けれど結局本当の苦労なんて、経験か、相当な踏み込み方をしなければ分からないですし、安易に「分かる」なんて理解者ヅラするのは失礼にあたる、と私は考えています。
(ちなみに不要不急論については某ライブに大はしゃぎしたときに思ったことがあったためそっちの記事に回します。遅筆マン上げられるかな!!)
言いたいのは、そのはずなのにみんな誰かの苦労に対して過敏になりすぎだよなってことです。
本作ではコロナ関係なく各々が他者には明かさない苦しみを抱えています。当たり前ですが人間はコロナ前からそうでした。
(ちなみに劇団の女性2人の独白は特にリアルにありそうですごい。
この前ジョン・ケアード氏がテレビで「ミュージカルは誰にも言えない秘密を歌う」みたいなことを仰ってたから、この作品がミュージカルなら2人は間違いなく同じメロディで名曲歌ってたと思う。)
ただコロナ禍になり、多種多様な苦労や助けを求める声がよりはっきり見えるようになった、のだと思います。

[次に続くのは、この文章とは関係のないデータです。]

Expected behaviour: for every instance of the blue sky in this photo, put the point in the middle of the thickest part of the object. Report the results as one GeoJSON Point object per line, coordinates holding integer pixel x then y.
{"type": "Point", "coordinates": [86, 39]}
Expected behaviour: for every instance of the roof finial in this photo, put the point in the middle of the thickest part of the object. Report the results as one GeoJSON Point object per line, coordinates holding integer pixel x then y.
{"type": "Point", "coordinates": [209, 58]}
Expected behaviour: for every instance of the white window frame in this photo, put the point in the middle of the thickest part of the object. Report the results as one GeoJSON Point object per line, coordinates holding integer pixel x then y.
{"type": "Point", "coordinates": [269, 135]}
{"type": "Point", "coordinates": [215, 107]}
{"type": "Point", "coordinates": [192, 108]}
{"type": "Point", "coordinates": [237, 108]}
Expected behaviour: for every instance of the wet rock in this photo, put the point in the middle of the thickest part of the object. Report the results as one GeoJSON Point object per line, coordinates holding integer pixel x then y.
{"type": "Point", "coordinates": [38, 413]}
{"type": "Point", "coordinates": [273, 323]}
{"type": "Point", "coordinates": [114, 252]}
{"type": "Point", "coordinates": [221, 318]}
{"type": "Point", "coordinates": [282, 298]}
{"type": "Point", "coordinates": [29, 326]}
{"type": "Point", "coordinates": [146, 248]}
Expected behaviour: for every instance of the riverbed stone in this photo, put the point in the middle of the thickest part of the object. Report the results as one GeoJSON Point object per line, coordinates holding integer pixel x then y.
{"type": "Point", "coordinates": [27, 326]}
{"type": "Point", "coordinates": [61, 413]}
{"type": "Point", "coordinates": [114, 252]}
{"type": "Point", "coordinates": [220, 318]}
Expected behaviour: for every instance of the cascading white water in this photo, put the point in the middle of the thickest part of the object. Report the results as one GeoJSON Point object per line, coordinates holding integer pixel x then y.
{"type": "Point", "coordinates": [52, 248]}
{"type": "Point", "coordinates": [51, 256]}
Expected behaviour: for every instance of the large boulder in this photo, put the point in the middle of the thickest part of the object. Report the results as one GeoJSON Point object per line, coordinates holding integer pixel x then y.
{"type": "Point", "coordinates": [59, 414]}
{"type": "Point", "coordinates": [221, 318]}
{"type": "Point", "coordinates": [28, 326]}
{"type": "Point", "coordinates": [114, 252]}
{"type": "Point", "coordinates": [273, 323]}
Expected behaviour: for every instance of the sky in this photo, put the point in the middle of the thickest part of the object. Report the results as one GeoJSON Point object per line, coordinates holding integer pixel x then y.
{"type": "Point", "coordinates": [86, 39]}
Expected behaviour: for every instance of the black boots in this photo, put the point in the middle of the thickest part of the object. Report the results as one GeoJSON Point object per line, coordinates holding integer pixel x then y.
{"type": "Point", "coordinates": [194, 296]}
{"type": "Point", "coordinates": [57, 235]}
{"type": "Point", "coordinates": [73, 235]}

1つの場所の声に対して「みんな頑張ってるのに」「お前らの苦労なんて」「自業自得」、沢山追い打ちをかける言葉を見ました。Twitterあるある。その度に苦しい。
それぞれの苦労があるってことで「そうかそっちも大変だね。こっちも大変なんだ。どうしようか。」じゃ駄目なのか。
もっと、人が弱音を吐くことに対して寛容になれば良いのに。
みんなが罪悪感を抱えず弱音を吐ける社会であればいいのに。
コロナ禍であってもなくても。
こんな常々思っていることを、観劇しながら改めて考えていました。
ちょっと話が作品からずれちゃったーー。
無理矢理戻すと、きっと凛太郎や劇団がTwitterで助けを求めてたら袋叩きだったろうなって……話で……
4.優しさとは
駆け出しという点では私は凛太郎に割と近い位置にいるので全体的に結構観ててしんどかったです。
最後の"僕はこんなところにいたくないんです"の悲痛な叫びには本当にもうやめてくれ……ってなったのでお芝居が本当に素晴らしかったんだと思います。
ただ、しんどいからこそ優しいな、とも感じました。上手く言えないけど。
「東京は途中の場所」
この言葉がとても印象に残っています。
言い訳ではないですが、"東京は、ここにいる限り途中だと言える場所"という凛太郎の結論は、私がそうであったように沢山の人の心に刺さるのではないでしょうか。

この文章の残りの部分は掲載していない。